Bottom line: The implications from this, positive and negative, on home ownership, savings, job tenure, and travel are still unfolding.
The generational approach to work is different too, says Liane Davey, a management consultant and author of ”You First: Inspire Your Team to Grow Up, Get Along, and Get Stuff Done.” “The relationship with power is changing,” she says. “[Young people are] more willing to tell the boss they can go find another job elsewhere. Baby Boomers are learning that from younger folks.”
Another significant difference: I think you could argue that climate change is another huge point of demarcation, as young people recognize, care about, and are active about climate much more so than older generations. (See the massive recent global demonstrations by students.) It just makes sense that you would be much more concerned about the future of the planet if you are 15 than if you are 75.

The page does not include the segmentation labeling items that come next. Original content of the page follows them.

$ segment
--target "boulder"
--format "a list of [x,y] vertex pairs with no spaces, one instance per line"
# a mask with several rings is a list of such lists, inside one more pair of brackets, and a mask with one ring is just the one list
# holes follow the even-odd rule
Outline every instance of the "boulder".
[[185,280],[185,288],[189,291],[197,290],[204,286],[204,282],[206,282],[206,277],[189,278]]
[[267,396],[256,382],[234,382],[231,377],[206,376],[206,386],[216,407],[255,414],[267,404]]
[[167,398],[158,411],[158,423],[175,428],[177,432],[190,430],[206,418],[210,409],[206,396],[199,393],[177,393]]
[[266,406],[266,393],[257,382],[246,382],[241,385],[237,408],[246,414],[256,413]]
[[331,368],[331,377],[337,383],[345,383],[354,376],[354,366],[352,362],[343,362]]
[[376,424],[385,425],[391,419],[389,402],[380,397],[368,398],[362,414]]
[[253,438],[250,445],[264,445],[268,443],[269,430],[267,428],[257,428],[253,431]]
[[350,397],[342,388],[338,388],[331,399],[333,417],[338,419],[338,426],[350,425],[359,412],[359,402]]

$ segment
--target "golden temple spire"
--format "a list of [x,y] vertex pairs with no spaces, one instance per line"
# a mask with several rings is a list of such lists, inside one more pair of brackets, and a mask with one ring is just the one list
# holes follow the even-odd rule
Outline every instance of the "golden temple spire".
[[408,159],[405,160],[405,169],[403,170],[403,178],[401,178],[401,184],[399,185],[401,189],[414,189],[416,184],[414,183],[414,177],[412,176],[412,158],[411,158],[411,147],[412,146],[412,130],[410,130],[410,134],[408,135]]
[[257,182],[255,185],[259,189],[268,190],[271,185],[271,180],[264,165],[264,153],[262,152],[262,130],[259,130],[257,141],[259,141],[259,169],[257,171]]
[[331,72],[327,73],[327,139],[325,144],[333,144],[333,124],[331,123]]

How might that matter? In a recent survey, the investment management firm Nuveen found 93% of millennials have a strong interest in responsible investing. And related, millennials are twice as likely to ask a financial adviser about corporations acting poorly, says Megan Fielding, senior director of responsible investing at the firm.
Net net I think it is irrefutably the case that we are living in a time of profound generational change. As I think about this, I realize that in the arc of my life (such as it is), I’ve been a party to two of these widenings of the generations. As a child in the 1960s, I was at the tail-end of that famous Generation Gap — the subject of so many magazine covers and TV specials — and now here I am, perhaps at the very beginning, of the Digital Gap. The difference between the two it seems is that first gap was at its core, very much about culture and politics, while the current divide is to a great degree at its core about technology.
Gen X may be caught somewhere in the middle of that divide: Born between 1965 and 1980, they didn’t grow up with email and cellphones like many millennials did. But a Pew Survey last year suggested they’ve adopted technology at a faster rate than Boomers.
It’s important to remember, though, that all of these people will always be people. Younger folks, for instance, are always more ideal than older people. Differences in the generations will likely dissipate over time. Our country that is so divided right now, to a degree split by this generational schism, will come back together. It did before and it will again.